Он рассказал Клюссу один из военных эпизодов. Эванс командовал тогда лидером. В темную, как чернила, ночь шедший в Ла-Манше шестнадцатиузловым ходом «Брук» врезался в борт большого германского эсминца. Лопнули трубы, ревел, обваривая людей, перегретый пар. Англичане в первые минуты растерялись, думая, что столкнулись со своим кораблем. Но немцы — нет! Они схватили винтовки и бросились на абордаж.
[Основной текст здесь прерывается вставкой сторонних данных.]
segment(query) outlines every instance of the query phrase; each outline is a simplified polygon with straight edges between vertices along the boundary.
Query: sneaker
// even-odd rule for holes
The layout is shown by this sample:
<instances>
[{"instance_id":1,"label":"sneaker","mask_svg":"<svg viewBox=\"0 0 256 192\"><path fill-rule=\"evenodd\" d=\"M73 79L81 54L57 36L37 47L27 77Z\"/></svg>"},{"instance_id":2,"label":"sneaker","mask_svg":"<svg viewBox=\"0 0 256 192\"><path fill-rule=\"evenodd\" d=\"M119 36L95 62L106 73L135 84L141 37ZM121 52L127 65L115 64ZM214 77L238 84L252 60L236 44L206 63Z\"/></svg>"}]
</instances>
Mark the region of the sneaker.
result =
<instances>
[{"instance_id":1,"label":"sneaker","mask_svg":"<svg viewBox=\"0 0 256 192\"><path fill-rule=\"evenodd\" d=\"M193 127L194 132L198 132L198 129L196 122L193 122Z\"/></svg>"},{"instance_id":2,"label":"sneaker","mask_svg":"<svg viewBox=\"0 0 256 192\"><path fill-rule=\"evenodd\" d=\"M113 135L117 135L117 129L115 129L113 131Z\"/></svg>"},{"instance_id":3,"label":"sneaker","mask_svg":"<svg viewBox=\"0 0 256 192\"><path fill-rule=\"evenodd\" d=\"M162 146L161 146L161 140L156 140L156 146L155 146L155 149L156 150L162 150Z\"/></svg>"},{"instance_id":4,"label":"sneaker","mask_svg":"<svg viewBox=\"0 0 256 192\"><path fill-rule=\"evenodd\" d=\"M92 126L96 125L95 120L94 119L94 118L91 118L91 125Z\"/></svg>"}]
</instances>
Произошел, может быть, последний в истории морских войн абордажный бой. Эванса с горсточкой невооруженных матросов быстро прогнали с мостика к кормовым орудиям и частым ружейным огнем заставили спрятаться за их щиты. А в это время германский корабль сломался пополам и при отчаянных криках раненых начал тонуть. Положение на «Бруке» спас раненный в живот английский штурман, оставшийся на мостике, в тылу боя. Собрав последние силы, он стал к пулемету и дал длинную очередь в спины столпившимся в средней части «Брука» германским морякам, которые немедленно сдались.
— Герой, — сказал Клюсс, — его, конечно, наградили?
— Крестом Виктории посмертно.
На прощание Эванс подарил Клюссу свою, популярную в Англии книгу «How we keeping the sea»,[32] сделав на заглавном листе надпись: «Старшему лейтенанту ДВР Клюссу, товарищу по оружию в последней жестокой схватке с гуннами XX столетия. Капитан 2 ранга Королевского флота Р. Эванс. Корабль его величества «Карлайл».
Отдавая ответный визит, Эванс заинтересовался в кают-компании русского корабля портретом адмирала Завойко. Узнав, что это организатор и герой Петропавловской обороны, он очень удивился.